A study from the International Center for T1D, Pediatric Clinical Research Center Romeo ed Enrica Invernizzi, “L. Sacco” Department of Biomedical and Clinical Sciences, University of Milan, Milan 20157, Italy; and Nephrology Division, Boston Children’s Hospital, Harvard Medical School, Boston, MA 02115, USA shows that “PD-L1 genetic overexpression or pharmacological restoration in hematopoietic stem and progenitor cells reverses autoimmune diabetes.” This research paper was published, in the 15 November 2017 issue of the journal “Science Translational Medicine” [One of the best research journals in Science with an I.F of 15 plus], by Prof. Fiorina P and Nasr MB and others.


What we say:

On the foundation of this interesting finding, Dr L Boominathan PhD, Director-cum-chief Scientist of GBMD, reports that:  Androsteronebased therapy for blood sugar disease (autoimmune diabetes (TIDM)):  Dehydroepiandrosterone (DHEA) and its metabolite HE3286 (17α-ethynyl-5-androstene-3β,7β,17β-triol)  increase PD-L1 expression,  augment Tregs function, promote immune tolerance, increase pancreatic β-cell proliferation and regeneration, increase insulin secretion, improve insulin sensitivity, increase energy utilization, and reverse TIDM, via up regulation of its target gene


From significance of the study to public health relevance:

Given that: (1) more than 422 million people worldwide are affected by Diabetes mellitus (DM); (2) Type 1 Diabetes (T1DM) constitutes about 5-10% (11 to 12 million) of all diabetic cases; (3) the incidence of T1DM is exponentially increasing year after year by 3%; (4) Diabetes is going to be one of the top 10 causes of death by 2030; (5) the life-long painful injection/drug treatment is required to treat DM; (6) the global economic cost spent for diabetes treatment in 2014 was little more than 600 billion US dollars, while treatment for T1DM costs about $15 billion dollars per annum, there is an urgent need to find: (i) a way to induce regeneration of adult ß-cells that were lost in DM;(ii) a side-effect-free natural product-based drug that does not harm or deplete adult stem cells; and (iii) a way to cure, not just treat, diabetes.


What is known?

Prof.

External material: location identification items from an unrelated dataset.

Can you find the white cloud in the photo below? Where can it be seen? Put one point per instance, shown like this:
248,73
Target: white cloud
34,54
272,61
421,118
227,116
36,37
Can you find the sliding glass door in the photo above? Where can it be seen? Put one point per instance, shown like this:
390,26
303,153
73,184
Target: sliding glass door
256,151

Fiorina’s research team has recently shown that:(1) programmed death ligand 1 (PD-L1), the immune checkpoint regulator, is expressed poorly in hematopoietic stem and progenitor cells (HSPCs) of Type-1 diabetic (T1D) patients; (2) PD-L1 inhibits activated T-cells and thereby promotes immune tolerance; (3) the expression of PD-L1 is controlled by a network of miRNAs; (4) attenuating the expression of one of the miRNAs that target PD-L1 restores the expression of PD-L1 in HSPCs; (5) increasing the expression of PD-L1 in HSPCs, either genetically or pharmacologically, inhibits autoimmune response and reverses autoimmune diabetes; and (6) PD-L1 is expressed poorly in human HSPCs of T1D patients, suggesting that increasing the expression of PD-L1 in T1D patients may reverse and cure T1D.

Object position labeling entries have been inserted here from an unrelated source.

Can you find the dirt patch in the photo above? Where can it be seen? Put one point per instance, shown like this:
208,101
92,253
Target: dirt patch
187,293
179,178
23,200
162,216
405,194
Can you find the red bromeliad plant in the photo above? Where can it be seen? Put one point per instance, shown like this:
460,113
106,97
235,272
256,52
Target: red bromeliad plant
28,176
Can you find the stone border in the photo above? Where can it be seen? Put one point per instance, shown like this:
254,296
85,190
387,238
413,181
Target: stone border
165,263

From research findings to Therapeutic opportunity:

This study suggests, for the first time, that an androsterone-based therapy for autoimmune diabetes. Dehydroepiandrosterone (DHEA) and its metabolite HE3286 (17α-ethynyl-5-androstene-3β,7β,17β-triol), by increasing the expression of their target gene, they may increase the expression of PD-L1. Thereby, they may: (1) increase Regulatory T-cells(Tregs) function; (2) decrease immune activation; (3) increase pancreatic-β-cell proliferation and regeneration; (4) increase expression of genes that promote insulin sensitivity and insulin secretion;(4) decrease metabolic stress; and (5) promote glucose homeostasis (Fig.1). Thus,  pharmacological formulations encompassing dehydroepiandrosterone (DHEA)/ metabolite HE3286 (17α-ethynyl-5-androstene-3β,7β,17β-triol), either alone or in combination with other drugs, may be used to treat autoimmune diabetes. Taken together, physicians/diabetologists may consider adopting dehydroepiandrosterone (DHEA) and its metabolite HE3286 (17α-ethynyl-5-androstene-3β,7β,17β-triol)-based therapy in the treatment of autoimmune diabetes (T1DM).

Given the mechanism of action of taurineTaurine-based therapy may be used to  treat autoimmune diabetes (TiDM) (Fig.2).

Figure 1. Mechanistic insights into how dehydroepiandrosterone (DHEA) prevents the progression  of autoimmune diabetes (T1DM). Dehydroepiandrosterone (DHEA), by increasing the expression of its target genes, it may increase the expression of PD-L1. Thereby, it may prevent immune activation and attenuate the development of T1DM.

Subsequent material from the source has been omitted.